Nothing was going to stop Mikel Hudson from becoming the first person in her family to go to college.
Higher education was her personal mission, she wrote in an essay to a local scholarship committee. If her financial aid did not cover the cost, she resolved to simply find a way to pay for it.
On Wednesday evening, Hudson was one of nine college-bound students who live in Richmond Redevelopment and Housing Authority-managed communities to be honored by the housing authority’s board of commissioners with a scholarship. Each student will receive $4,000 to support their pursuit of a college degree.
“I was overjoyed,” said Hudson, 18, recalling her reaction when she learned that she was selected for the honor. “I was just screaming.”

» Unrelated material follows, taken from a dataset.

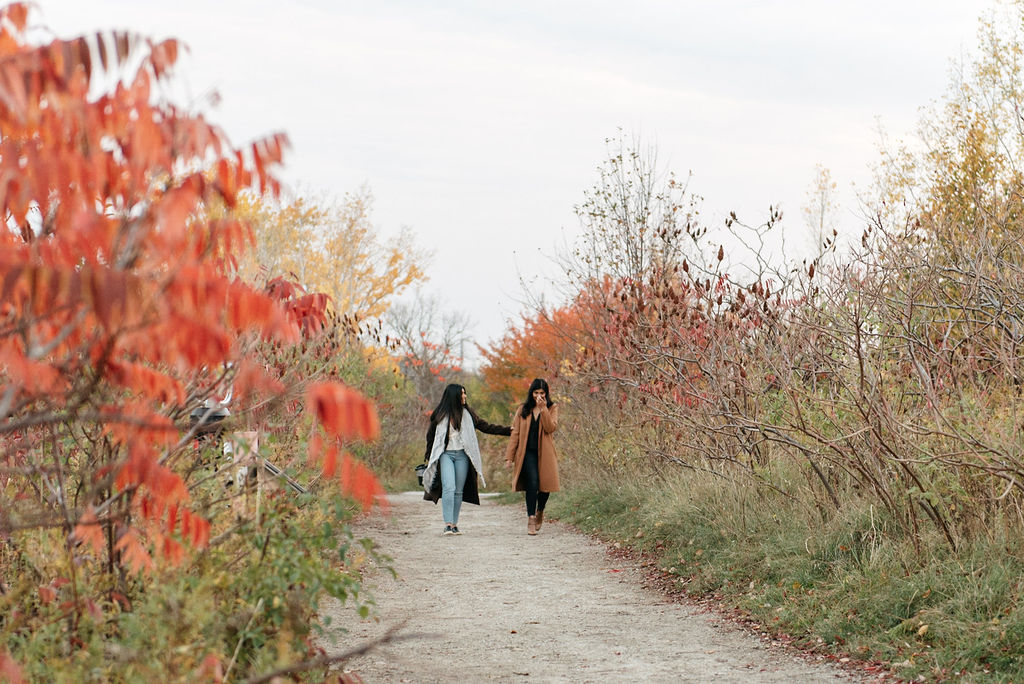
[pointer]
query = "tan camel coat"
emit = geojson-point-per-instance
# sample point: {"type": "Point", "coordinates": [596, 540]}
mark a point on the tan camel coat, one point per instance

The scholarship ensures Hudson will be able to enroll this fall at Virginia Commonwealth University, where she plans to study business.
Along with Hudson, this year’s scholarship recipients are:
- Ailyah Blackshear, who will enroll at J. Sargeant Reynolds Community College;
- Nyla Cooper, Virginia Union University;
- Shytina Huey, J. Sargeant Reynolds;
- Devante Jackson, J. Sargeant Reynolds;
- Varchon Laws, Old Dominion University;
- Mekhi Lucas, Virginia Union;
- Shanaya Peck, who is undecided; and
- Dai’Quana Washington, Radford University.

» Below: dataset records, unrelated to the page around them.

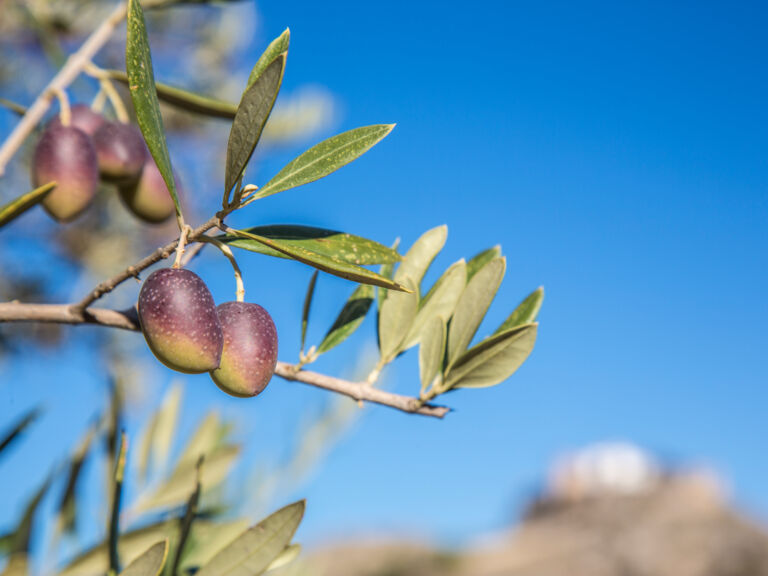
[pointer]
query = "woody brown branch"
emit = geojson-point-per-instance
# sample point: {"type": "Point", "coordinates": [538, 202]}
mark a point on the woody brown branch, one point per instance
{"type": "Point", "coordinates": [128, 320]}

Blackshear, who graduated from Armstrong High School, plans to seek a degree in computer engineering and pursue her passion for robotics. The honor holds special significance, she said.
“I want to make people proud,” Blackshear said. “I want others, people like me, to know that they can do it, too, just send a message out there and inspire others to do bigger things.”
In the past decade, 89 students from RRHA communities have been awarded the so-called Tomorrow’s Promise scholarships.
“RRHA’s 2021 college bound scholarship winners prove that environment does not define ability,” said Stacey Daniels-Fayson, RRHA’s interim CEO, in a news release. “We are proud to be a part of the ‘village’ that nurtures and celebrates the spirit, creativity and hard work of our students who have overcome great obstacles to achieve and thrive in a challenging environment.”
Hudson grew up in Whitcomb Court in the city’s East End. Her family moved to the smaller Randolph public housing community when she was a teenager.
When the COVID-19 pandemic hit, the hours she worked at Panera were cut from more than 40 a week to just 15. Her mother lost income when her work as an in-home caregiver dried up, so Hudson dipped into her savings — money she had set aside for a car — to help her family cover rent and pay bills.
At the same time, she was completing both an associate degree and high school diploma through Highland Springs High School’s Advanced College Academy, a partnership between Henrico County Public Schools and J. Sargeant Reynolds.
The program allowed her to pursue her interest in business and marketing, Hudson said. She’s spending this summer interning with the housing authority in its executive offices.
With the RRHA scholarship and another she earned, her remaining bill for her first semester is now less than $300 — a relief, she said. It will allow her to turn her attention to making the transition to college without loading up on extra shifts at work, she said. Now, all she has to do is count down the days until she moves into her new dorm.
Said Neil Kessler, chairman of RRHA’s board: “We couldn’t be prouder of these young men and women, and we wish them the best of luck and success going forward.”